L'interprétation tient compte des critères
morphosyntaxique (ce sont des propositions participes) et des critères
sémantiques (absence des liens de marque logique explicite avec la
principale). Tout en exprimant la cause, les adjectifs apposés
décrivent un état qui explique ou justifie
l'évènement décrit dans la conséquence. Dans [6a'],
le locuteur fait comprendre ceci:
Etant effrayé / parce qu'il
(Etienne) était effrayé, il l'avait retenu sur son coeur.
Ainsi il se dégage que lorsque la construction
détachée contient une valeur causale, il doit exister une
relation de causalité entre elle et le contenu de la proposition
principale. Cependant, cette relation de causalité est implicite et,
selon Havu (2002 :394), elle dépend pour une
grande partie de l'interprétation subjective du lecteur et de sa vision
du monde. En fait, dans une culture où par exemple un amoureux sert sa
petite amie sur son coeur lorsqu'il est effrayé, l'interprétation
de la construction détachée est causale et celle de la principale
est consécutive, cela explique bien la structure de [6a'].

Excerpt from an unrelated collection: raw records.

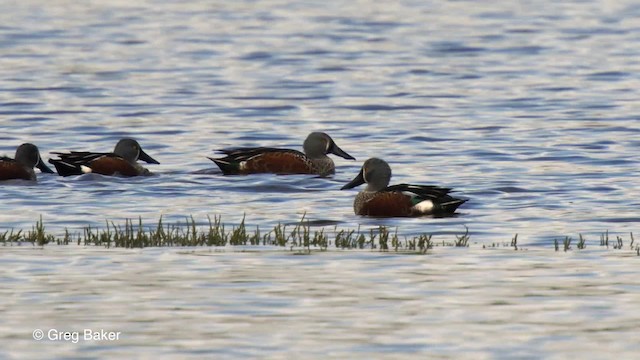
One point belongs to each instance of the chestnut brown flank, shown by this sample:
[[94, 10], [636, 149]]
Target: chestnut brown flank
[[388, 204]]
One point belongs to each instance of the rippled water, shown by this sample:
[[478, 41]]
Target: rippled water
[[528, 109]]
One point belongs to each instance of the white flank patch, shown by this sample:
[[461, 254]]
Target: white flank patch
[[424, 206]]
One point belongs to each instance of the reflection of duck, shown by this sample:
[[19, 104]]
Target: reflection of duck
[[122, 161], [284, 161], [21, 167], [379, 199]]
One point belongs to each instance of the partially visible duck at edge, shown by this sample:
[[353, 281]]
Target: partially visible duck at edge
[[402, 200], [314, 160], [122, 161], [21, 167]]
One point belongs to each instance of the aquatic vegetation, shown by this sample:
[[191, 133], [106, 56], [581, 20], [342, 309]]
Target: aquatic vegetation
[[300, 237]]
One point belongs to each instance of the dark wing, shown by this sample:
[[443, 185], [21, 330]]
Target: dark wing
[[431, 192], [242, 154], [443, 203], [81, 157], [264, 160]]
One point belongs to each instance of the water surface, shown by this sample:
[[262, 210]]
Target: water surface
[[528, 109]]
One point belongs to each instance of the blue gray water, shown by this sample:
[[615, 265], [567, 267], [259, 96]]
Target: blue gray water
[[529, 109]]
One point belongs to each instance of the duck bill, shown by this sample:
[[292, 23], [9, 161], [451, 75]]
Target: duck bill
[[146, 158], [358, 180], [43, 167], [335, 149]]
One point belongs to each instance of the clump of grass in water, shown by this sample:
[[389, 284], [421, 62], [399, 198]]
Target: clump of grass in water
[[604, 239], [463, 240]]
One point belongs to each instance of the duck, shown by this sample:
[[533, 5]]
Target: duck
[[257, 160], [122, 161], [379, 199], [21, 166]]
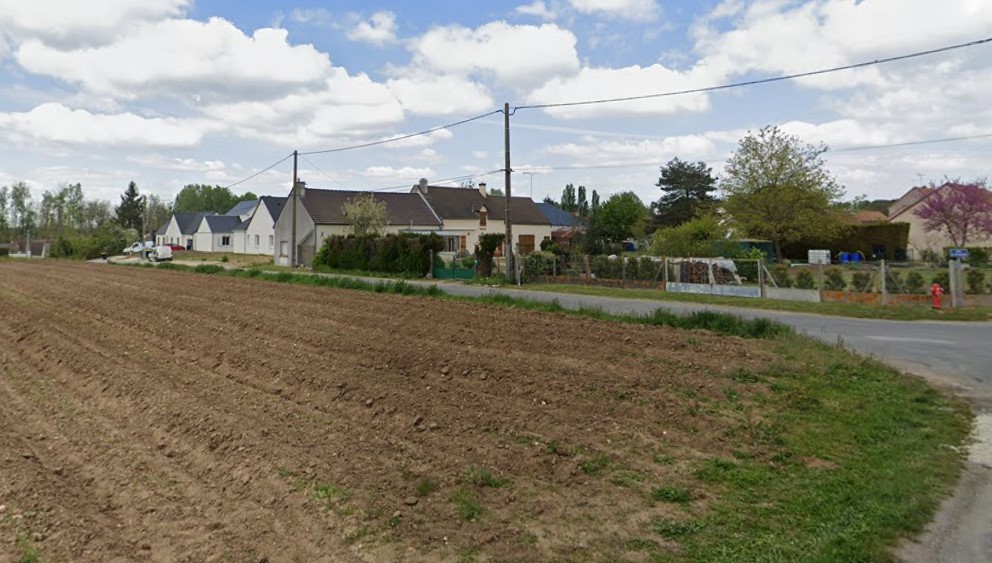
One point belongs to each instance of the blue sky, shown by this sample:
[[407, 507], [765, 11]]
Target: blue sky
[[173, 92]]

Sur le plan pragmatique, par l'adjectif détaché,
le locuteur oriente le co-énonciateur afin qu'il puisse identifier les
paramètres nécessaires à un ancrage discursif
adéquat du contenu de la proposition qui suit. Il fournit une
information qui doit être validée telle quelle, pour ensuite
pouvoir affirmer la proposition qui suit. Cela dit, elle peut exprimer, comme
on peut le constater dans les exemples susmentionnés des informations
nouvelles pour l'interlocuteur (qui ne sont pas introduites
préalablement dans le contexte antérieur du discours, et dont
l'interlocuteur peut ne pas être au courant). Nous parlons des
informations nouvelles, parce qu'il est difficile de dire ou de prévoir
que, chaque fois que le fait décrit par la participiale se produit ou se
produira, la même conséquence se produit ou se produira. Cette
attitude morale est une information nouvelle que le locuteur vient d'introduire
dans le discours, et qui décrit le comportement d'un personnage. En plus
de l'information, le locuteur restreint l'univers du discours, en d'autres
termes, rien ne prouve que le personnage d'Etienne n'a ce comportement que
lorsqu'il est effrayé. En clair, en commutant le lexème
effrayé par les lexèmes du même paradigme
(effaré, inquiet, troublé, etc.), on est pas certain d'avoir les
mêmes effets.
Dans tous les cas nous pensons que l'orientation que donne le
locuteur vise à faire admettre au co-locuteur qu'il n'y a que cette
circonstance qui produit la conséquence énoncée. Il limite
le domaine de validité de l'information qui suit. Par ailleurs, Havu (op
cit.) fait observer qu'avec la valeur causale, la construction
détachée peut être glosée par comme.